When we arrive at Furaha, David warmly greets us. Here we find a universal aspect of our work – Children dancing! As much as in Kibera, they seem to love dancing here in Mathare. During the visit, he proudly tells us about the academic scores of his students and how they are among the top nationwide. Although he seems focused on academic results, he knows there is more to a student’s development than just academic success. David is a firm believer in the arts and the whole child development, which is why he reached out. They have dance classes at Furaha, but could they do more? Could they teach children resilience, meditation and creative thinking through dance to support their development?

Young thieves

We meet Kelvin and Kennedy during the visit, two young men who teach dance at Furaha and in their community. They teach at schools and the children who live around their neighbourhood. They express similar concerns about the fate of children in Mathare as Franco, who grew up in Kibera. Children lack safe spaces, and there is not much to do other than hang around. They tell Franco that children are involved in crime and violence at a young age. It’s not unfamiliar to him, but he is shocked to understand that young children are already on a self-destructive path. 

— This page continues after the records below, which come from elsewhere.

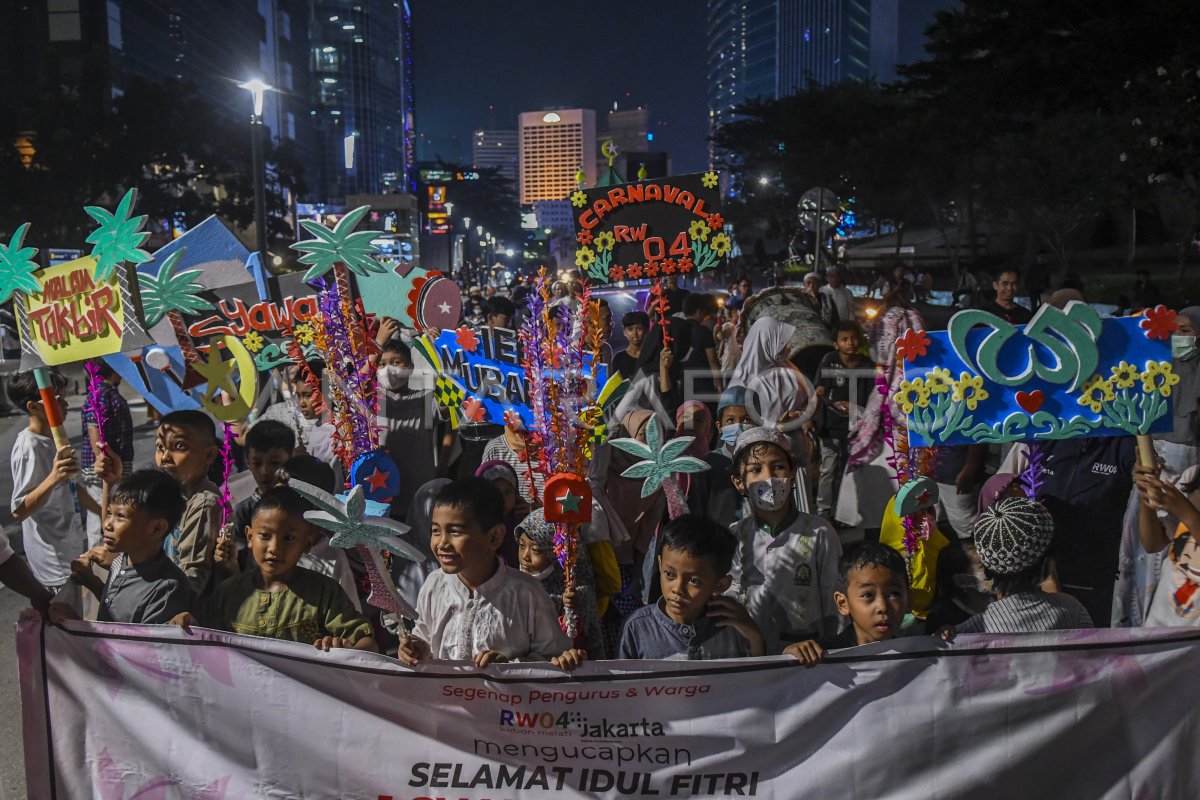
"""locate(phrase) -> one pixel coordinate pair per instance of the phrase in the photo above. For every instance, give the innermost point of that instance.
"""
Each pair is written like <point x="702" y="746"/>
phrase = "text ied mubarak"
<point x="649" y="229"/>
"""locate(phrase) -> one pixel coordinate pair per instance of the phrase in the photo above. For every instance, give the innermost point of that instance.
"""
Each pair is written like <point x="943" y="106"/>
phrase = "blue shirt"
<point x="651" y="633"/>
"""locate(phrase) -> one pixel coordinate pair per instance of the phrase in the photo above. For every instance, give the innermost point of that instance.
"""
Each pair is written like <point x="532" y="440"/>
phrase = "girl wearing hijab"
<point x="766" y="371"/>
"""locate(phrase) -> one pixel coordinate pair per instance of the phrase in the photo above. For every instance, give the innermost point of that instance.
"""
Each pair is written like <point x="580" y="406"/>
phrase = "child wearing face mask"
<point x="712" y="491"/>
<point x="786" y="569"/>
<point x="413" y="433"/>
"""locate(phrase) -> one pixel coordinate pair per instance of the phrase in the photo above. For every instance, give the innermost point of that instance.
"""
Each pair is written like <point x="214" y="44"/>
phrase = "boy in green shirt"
<point x="277" y="599"/>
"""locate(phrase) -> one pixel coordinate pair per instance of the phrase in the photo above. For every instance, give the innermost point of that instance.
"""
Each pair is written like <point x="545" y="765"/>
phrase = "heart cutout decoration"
<point x="1031" y="401"/>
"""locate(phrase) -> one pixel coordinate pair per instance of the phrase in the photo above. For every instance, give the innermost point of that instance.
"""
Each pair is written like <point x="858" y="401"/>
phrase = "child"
<point x="185" y="447"/>
<point x="511" y="447"/>
<point x="713" y="489"/>
<point x="269" y="445"/>
<point x="787" y="563"/>
<point x="504" y="477"/>
<point x="144" y="587"/>
<point x="477" y="608"/>
<point x="694" y="620"/>
<point x="635" y="324"/>
<point x="279" y="599"/>
<point x="873" y="591"/>
<point x="838" y="388"/>
<point x="118" y="434"/>
<point x="1013" y="539"/>
<point x="43" y="491"/>
<point x="412" y="433"/>
<point x="535" y="543"/>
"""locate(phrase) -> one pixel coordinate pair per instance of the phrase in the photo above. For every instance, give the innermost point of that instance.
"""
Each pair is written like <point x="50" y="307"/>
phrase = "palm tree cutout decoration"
<point x="661" y="463"/>
<point x="352" y="527"/>
<point x="17" y="266"/>
<point x="340" y="250"/>
<point x="119" y="236"/>
<point x="172" y="294"/>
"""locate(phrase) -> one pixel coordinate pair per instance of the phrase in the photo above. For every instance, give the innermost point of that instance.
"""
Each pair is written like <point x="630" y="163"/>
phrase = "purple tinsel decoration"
<point x="347" y="367"/>
<point x="1031" y="479"/>
<point x="99" y="414"/>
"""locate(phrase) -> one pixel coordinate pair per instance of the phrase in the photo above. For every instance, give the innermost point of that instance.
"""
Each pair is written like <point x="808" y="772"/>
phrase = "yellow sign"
<point x="75" y="317"/>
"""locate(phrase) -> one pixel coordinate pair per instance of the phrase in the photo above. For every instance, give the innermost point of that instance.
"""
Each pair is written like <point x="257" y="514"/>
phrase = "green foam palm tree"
<point x="171" y="294"/>
<point x="340" y="248"/>
<point x="17" y="266"/>
<point x="119" y="236"/>
<point x="661" y="462"/>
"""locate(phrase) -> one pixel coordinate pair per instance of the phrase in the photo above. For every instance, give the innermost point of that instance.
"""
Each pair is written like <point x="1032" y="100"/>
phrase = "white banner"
<point x="118" y="711"/>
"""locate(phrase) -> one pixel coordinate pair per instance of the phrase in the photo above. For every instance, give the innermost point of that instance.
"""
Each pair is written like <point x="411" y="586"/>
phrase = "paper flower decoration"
<point x="339" y="246"/>
<point x="661" y="461"/>
<point x="912" y="344"/>
<point x="119" y="236"/>
<point x="17" y="266"/>
<point x="1159" y="323"/>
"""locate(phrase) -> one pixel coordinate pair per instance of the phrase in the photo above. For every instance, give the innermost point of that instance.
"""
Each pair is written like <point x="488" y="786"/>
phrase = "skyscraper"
<point x="361" y="97"/>
<point x="742" y="55"/>
<point x="496" y="149"/>
<point x="823" y="42"/>
<point x="555" y="144"/>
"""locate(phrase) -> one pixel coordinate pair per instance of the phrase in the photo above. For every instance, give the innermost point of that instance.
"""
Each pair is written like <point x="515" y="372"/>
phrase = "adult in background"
<point x="1005" y="305"/>
<point x="835" y="289"/>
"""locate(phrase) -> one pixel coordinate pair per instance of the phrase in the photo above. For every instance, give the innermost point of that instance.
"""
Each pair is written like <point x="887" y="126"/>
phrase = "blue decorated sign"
<point x="1066" y="374"/>
<point x="486" y="365"/>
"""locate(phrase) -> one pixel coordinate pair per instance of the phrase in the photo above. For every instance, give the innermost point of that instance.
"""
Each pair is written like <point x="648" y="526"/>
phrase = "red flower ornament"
<point x="912" y="344"/>
<point x="1159" y="323"/>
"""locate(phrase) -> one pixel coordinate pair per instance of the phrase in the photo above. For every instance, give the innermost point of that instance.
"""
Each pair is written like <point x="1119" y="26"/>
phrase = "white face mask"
<point x="771" y="494"/>
<point x="393" y="377"/>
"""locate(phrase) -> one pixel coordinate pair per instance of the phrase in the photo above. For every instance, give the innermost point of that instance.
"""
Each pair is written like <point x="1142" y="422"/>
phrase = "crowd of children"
<point x="747" y="571"/>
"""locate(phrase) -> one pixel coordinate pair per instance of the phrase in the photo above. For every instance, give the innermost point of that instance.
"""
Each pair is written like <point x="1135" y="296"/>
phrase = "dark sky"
<point x="522" y="55"/>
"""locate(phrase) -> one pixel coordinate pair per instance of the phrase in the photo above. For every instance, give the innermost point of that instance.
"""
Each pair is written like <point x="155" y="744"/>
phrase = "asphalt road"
<point x="12" y="767"/>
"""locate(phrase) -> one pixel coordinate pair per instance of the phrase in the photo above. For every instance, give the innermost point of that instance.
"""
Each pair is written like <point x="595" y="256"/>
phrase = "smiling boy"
<point x="475" y="608"/>
<point x="279" y="599"/>
<point x="693" y="620"/>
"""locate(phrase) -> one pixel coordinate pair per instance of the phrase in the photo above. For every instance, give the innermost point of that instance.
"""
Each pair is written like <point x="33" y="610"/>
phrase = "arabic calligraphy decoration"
<point x="1066" y="374"/>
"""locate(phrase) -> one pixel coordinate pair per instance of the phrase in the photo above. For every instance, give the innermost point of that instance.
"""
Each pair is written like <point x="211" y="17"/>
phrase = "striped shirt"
<point x="1029" y="612"/>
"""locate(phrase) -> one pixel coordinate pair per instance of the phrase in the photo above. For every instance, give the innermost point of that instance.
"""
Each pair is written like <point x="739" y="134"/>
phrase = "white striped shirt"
<point x="1029" y="612"/>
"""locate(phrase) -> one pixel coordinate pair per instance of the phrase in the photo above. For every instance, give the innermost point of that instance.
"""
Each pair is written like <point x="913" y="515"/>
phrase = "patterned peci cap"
<point x="1013" y="535"/>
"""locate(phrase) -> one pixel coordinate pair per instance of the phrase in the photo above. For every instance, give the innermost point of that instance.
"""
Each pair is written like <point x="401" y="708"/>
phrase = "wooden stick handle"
<point x="1145" y="451"/>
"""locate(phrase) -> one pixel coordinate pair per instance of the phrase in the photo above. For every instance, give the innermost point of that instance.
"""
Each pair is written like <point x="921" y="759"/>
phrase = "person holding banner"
<point x="45" y="499"/>
<point x="475" y="608"/>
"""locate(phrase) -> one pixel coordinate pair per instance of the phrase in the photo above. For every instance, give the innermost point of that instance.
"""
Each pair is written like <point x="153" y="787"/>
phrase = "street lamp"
<point x="257" y="89"/>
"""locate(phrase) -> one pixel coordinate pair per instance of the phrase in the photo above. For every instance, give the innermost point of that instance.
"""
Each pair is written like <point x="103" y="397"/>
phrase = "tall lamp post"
<point x="258" y="89"/>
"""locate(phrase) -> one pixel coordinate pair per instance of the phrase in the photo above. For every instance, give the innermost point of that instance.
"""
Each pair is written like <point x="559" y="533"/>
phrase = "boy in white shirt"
<point x="786" y="569"/>
<point x="475" y="607"/>
<point x="43" y="493"/>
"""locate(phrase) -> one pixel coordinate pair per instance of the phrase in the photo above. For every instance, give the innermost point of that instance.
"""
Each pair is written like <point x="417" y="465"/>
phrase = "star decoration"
<point x="377" y="480"/>
<point x="569" y="501"/>
<point x="466" y="338"/>
<point x="217" y="374"/>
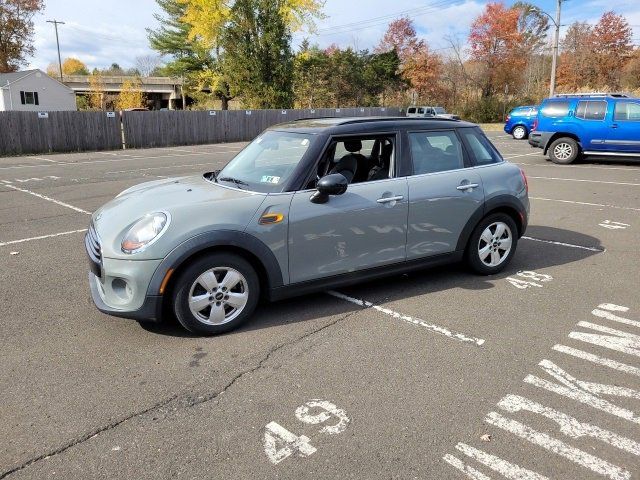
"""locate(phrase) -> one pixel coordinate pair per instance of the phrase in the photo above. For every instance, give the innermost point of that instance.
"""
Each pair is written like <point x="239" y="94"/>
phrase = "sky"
<point x="100" y="32"/>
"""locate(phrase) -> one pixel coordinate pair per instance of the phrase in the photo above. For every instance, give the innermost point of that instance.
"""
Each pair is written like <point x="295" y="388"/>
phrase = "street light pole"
<point x="556" y="41"/>
<point x="55" y="23"/>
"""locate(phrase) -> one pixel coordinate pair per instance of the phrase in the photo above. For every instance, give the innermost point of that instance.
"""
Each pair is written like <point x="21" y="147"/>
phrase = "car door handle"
<point x="397" y="198"/>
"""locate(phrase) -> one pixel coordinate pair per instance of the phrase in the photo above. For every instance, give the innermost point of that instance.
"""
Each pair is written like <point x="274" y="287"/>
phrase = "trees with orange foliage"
<point x="612" y="48"/>
<point x="497" y="48"/>
<point x="419" y="66"/>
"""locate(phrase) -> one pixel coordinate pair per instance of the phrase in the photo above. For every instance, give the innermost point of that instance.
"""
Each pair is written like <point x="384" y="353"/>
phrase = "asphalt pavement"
<point x="530" y="374"/>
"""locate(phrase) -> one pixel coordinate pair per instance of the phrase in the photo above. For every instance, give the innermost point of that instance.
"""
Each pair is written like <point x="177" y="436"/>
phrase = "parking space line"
<point x="22" y="240"/>
<point x="562" y="244"/>
<point x="523" y="155"/>
<point x="589" y="204"/>
<point x="575" y="167"/>
<point x="49" y="199"/>
<point x="416" y="321"/>
<point x="586" y="181"/>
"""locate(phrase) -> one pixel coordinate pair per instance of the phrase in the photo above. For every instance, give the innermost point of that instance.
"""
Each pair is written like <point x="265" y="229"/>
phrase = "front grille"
<point x="92" y="244"/>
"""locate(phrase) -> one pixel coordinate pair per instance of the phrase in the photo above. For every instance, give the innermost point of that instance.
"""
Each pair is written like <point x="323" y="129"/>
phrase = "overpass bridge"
<point x="161" y="92"/>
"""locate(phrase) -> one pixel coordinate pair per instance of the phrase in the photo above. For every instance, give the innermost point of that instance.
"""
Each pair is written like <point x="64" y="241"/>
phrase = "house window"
<point x="29" y="98"/>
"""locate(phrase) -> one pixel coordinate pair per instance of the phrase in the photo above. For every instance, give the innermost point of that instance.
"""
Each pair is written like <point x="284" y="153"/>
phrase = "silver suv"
<point x="306" y="206"/>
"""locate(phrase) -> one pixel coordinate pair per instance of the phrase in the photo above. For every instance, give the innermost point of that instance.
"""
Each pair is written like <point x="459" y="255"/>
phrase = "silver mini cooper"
<point x="306" y="206"/>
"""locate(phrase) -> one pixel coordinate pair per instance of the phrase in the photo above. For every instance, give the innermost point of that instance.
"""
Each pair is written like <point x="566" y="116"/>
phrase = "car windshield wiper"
<point x="233" y="180"/>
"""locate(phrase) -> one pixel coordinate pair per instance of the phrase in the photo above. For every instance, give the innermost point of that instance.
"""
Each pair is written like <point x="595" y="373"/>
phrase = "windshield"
<point x="266" y="164"/>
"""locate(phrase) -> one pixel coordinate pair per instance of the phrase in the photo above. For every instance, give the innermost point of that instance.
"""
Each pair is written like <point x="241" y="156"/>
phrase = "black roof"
<point x="346" y="125"/>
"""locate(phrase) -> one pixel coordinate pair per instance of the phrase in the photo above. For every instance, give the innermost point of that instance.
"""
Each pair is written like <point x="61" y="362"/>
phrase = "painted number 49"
<point x="533" y="279"/>
<point x="280" y="443"/>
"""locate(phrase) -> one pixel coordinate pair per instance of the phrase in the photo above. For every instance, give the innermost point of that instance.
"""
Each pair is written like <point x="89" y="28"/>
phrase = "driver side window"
<point x="359" y="159"/>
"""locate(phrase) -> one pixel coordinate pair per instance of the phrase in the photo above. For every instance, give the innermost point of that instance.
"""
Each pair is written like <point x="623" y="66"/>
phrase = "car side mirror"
<point x="334" y="184"/>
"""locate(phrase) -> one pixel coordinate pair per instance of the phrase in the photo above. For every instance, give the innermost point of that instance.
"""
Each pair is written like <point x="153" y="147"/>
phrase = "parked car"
<point x="430" y="112"/>
<point x="520" y="120"/>
<point x="308" y="205"/>
<point x="568" y="126"/>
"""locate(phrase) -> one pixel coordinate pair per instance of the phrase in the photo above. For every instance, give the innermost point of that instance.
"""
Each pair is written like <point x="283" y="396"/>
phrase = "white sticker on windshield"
<point x="270" y="179"/>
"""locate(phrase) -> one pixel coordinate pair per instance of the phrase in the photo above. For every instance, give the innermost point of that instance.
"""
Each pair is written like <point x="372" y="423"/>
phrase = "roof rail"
<point x="594" y="94"/>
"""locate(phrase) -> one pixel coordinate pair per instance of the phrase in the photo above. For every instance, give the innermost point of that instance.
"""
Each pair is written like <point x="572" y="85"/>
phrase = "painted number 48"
<point x="529" y="279"/>
<point x="280" y="443"/>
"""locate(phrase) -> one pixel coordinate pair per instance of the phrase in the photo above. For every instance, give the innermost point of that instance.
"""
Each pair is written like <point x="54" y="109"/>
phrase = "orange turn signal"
<point x="271" y="218"/>
<point x="165" y="281"/>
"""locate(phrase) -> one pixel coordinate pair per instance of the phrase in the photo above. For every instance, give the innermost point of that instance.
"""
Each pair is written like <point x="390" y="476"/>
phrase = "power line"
<point x="55" y="24"/>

“Our biggest challenge in Mathare is crime. Kids have been exposed to criminal activities so much that now most of them are thieves and some are being killed at a young age, between 14 to 18. It’s sad to see this is the way our community’s heading, but with such classes, we can be able to keep the child busy and engaged at the same time they learn something new as they do what they love.”

ChezaCheza always looks for role models who want to change their community. Kelvin and Kennedy are precisely those youth we need to make a difference. 

Dreams are universal; opportunities are not

Kennedy and Kelvin have ignited our fire to do more beyond Kibera, and it’s not until 2022 that we can finally expand to Mathare. Kennedy and Kelvin are still interested in joining, and we include them in our Teacher Training. They bring Emmah and Irene, two young women who share the same goals as our other teachers. Irene says, “In the coming years, I wanna see most kids in Mathare be able to express themselves freely without fear. My goal in ChezaCheza is to ensure all kids can get counselling through our life skills program”.

In our research into expanding to other areas, like Mathare, we learn more about the funding landscape. Mathare has fewer sports programs and fewer international organisations focusing on education, health and gender. The organisations in Mathare are mainly community-based organisations that know one another and mainly work as volunteers. Ghetto Evolve, a partner in Mathare, shares with us that volunteers run all their programs because they want to create a better future for the children growing up in Mathare. They were once those children and understand the struggle. They do not seem bitter that Kibera gets all the spotlight. They seem more determined and work with the resources they have to support their community. Their Ubuntu spirit is both contagious and inspiring.

When we ask the children in the Mathare classes what their dreams are, they tell us they want to be lawyers, doctors, and change the world. It becomes apparent that all children have dreams and hopes to do better, however, the opportunities coming their way are not. We cannot create equality until there is equity. 

Even though similar challenges arise in both communities, one is favoured over the other. Is Kibera bigger? Yes. Is it more attractive to mention their name? Perhaps. Can we do more if we share? Absolutely. 

This story is just a tiny example of inequity in funding, and we mainly want to point out that more communities need support. Creating equal opportunities begins with creating more equitable systems, even in funding.